Sunday, September 13, 2009

Dysfunctional uterine bleeding( DUB)

Dysfunctional Uterine Bleeding (DUB) is abnormal genital tract bleeding based in the uterus and found in the absence of demonstrable organic pathology, and is the most common cause of functional abnormal uterine bleeding. Diagnosis must be made by exclusion, since organic pathology must first be ruled out. It can be classified as ovulatory or anovulatory, depending on whether ovulation is occurring or not

Ovulatory DUB happens with the involvement of ovulation, and may represent a possible endocrine dysfunction, resulting in menorrhagia or metrorrhagia. Mid-cycle bleeding may indicate a transient estrogen decline, while late-cycle bleeding may indicate progesterone deficiency


Anovulatory cycle DUB happens without the involvement of ovulation.

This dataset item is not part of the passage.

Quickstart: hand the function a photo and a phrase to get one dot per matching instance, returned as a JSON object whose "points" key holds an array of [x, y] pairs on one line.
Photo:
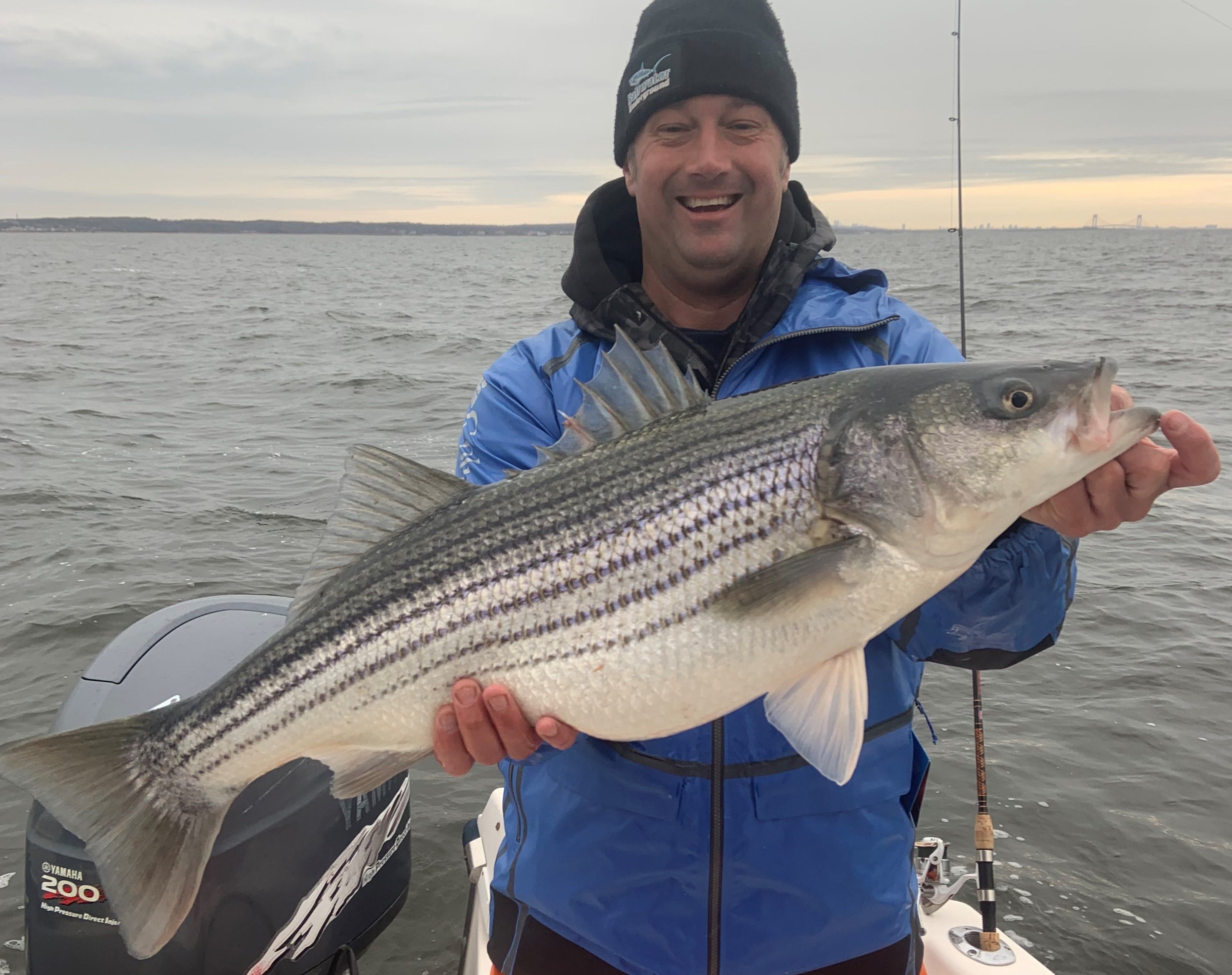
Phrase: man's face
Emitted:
{"points": [[709, 176]]}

The etiology can be psychological stress, weight (obesity, anorexia, or a rapid change), exercise, endocrinopathy, neoplasm, drugs, or it may be otherwise idiopathic.

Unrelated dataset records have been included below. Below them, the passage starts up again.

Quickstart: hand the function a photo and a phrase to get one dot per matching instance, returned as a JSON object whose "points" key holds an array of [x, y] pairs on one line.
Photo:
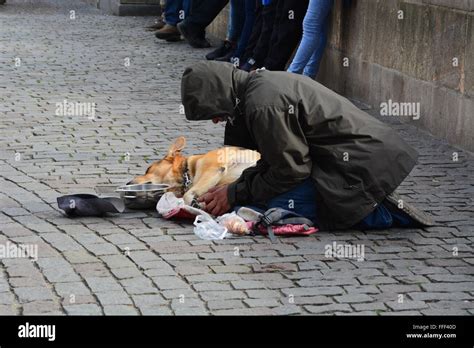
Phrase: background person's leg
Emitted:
{"points": [[249, 14], [256, 31], [261, 48], [172, 9], [300, 200], [312, 67], [313, 29], [234, 29], [203, 13]]}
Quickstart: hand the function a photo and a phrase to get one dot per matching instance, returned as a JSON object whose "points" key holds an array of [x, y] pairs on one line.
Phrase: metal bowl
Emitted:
{"points": [[141, 196]]}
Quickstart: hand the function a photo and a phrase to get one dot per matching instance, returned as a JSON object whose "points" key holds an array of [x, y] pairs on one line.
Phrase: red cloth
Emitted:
{"points": [[286, 230]]}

Assessment of anovulatory DUB should always start with a good medical history and physical examination. Laboratory assessment of hemoglobin, luteinizing hormone (LH), follicle stimulating hormone (FSH), prolactin, T4, thyroid stimulating hormone (TSH), pregnancy (by βhCG), and androgen profile should also happen. More extensive testing might include an ultrasound and endometrial sampling.


Management of dysfunctional uterine bleeding predominantly consists of reassurance, though mid-cycle estrogen and late-cycle progestin can be used for mid- and late-cycle bleeding respectively. Also, non-specific hormonal therapy such as combined estrogen and progestin can be given.

The goal of therapy should be to arrest bleeding, replace lost iron to avoid anemia, and prevent future bleeding.